A dozen highly divergent HelPol-bearing contigs were detected in environmental datasets, including hydrothermal vent samples. We hypothesize that these sequences represent midsize archaeal linear DNA viruses (maldviruses). Analysis of the candidate HelPol maldvirus contigs suggests a range of possible virion architectures, including inferred examples of the familiar adenovirus-like Hexon-Penton organization as well as various combinations of other candidate virion proteins provisionally designated Prop, Protohexon, Recex, and Tailon. These observations suggest a high degree of genomic plasticity among HelPol-bearing archaeal viruses.

Adomaviruses and tailtomaviruses

The main structural building block of a wide range of viral capsids is a common fold known as an 8-stranded β-jellyroll (Krupovic & Koonin, 2017).

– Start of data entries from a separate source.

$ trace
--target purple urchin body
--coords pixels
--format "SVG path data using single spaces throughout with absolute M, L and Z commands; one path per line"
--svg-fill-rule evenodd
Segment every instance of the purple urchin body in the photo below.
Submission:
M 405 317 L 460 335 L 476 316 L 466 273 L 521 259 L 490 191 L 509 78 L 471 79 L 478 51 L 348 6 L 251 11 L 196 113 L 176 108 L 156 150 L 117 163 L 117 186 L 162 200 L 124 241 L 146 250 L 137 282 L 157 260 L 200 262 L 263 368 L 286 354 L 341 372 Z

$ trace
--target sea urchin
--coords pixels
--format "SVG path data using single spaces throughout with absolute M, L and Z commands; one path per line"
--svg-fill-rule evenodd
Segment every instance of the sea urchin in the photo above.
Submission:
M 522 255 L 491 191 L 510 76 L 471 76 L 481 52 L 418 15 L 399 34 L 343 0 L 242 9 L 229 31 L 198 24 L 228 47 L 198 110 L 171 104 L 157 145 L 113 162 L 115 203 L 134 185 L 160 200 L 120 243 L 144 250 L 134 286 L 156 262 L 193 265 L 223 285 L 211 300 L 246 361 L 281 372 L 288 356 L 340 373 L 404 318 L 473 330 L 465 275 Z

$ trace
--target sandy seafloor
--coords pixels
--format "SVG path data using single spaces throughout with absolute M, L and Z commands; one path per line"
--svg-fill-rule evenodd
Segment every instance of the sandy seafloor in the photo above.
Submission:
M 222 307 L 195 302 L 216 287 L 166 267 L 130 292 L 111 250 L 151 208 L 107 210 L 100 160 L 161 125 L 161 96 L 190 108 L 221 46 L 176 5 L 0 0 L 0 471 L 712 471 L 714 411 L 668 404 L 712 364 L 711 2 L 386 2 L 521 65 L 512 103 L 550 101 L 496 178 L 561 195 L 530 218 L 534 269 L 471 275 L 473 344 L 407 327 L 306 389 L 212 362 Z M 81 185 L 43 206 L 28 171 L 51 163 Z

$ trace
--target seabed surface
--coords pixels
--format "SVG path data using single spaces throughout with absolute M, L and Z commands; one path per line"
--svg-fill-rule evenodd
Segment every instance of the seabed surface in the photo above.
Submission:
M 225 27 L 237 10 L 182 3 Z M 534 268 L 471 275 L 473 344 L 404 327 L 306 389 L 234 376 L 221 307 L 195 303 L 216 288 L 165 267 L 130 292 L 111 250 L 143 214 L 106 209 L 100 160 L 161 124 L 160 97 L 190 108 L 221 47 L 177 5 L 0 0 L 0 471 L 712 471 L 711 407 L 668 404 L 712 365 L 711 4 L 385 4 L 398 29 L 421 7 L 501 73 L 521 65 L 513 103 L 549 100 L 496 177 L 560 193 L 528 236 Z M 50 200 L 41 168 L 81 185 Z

The facets of the icosahedral adenovirus virion are formed by trimers of a tandem double-jellyroll protein called Hexon, while the vertices are formed by pentamers of a single-jellyroll protein called Penton. Adenovirus protein IX forms a triskelion and coiled-coil “hairnet” that stabilizes the valleys between Hexon jellyrolls (Gallardo et al., 2021). Core protein VI is thought to emerge during the infectious entry process to play a role in destabilizing host membranes. A papain-like cysteine protease known as Adenain cleaves various capsid proteins during the virion maturation process. Previously reported adomaviruses appear to encode homologs of each of these major adenovirus virion proteins (Welch et al., 2020).

The current data mining effort cataloged more than two dozen complete or nearly complete adomavirus genomes. The group encompasses a surprising degree of genomic diversity, with several classes of inferred replicases and several classes of inferred virion proteins. The adomavirus early (replicase) and late (virion protein) gene modules exist in a range of combinations.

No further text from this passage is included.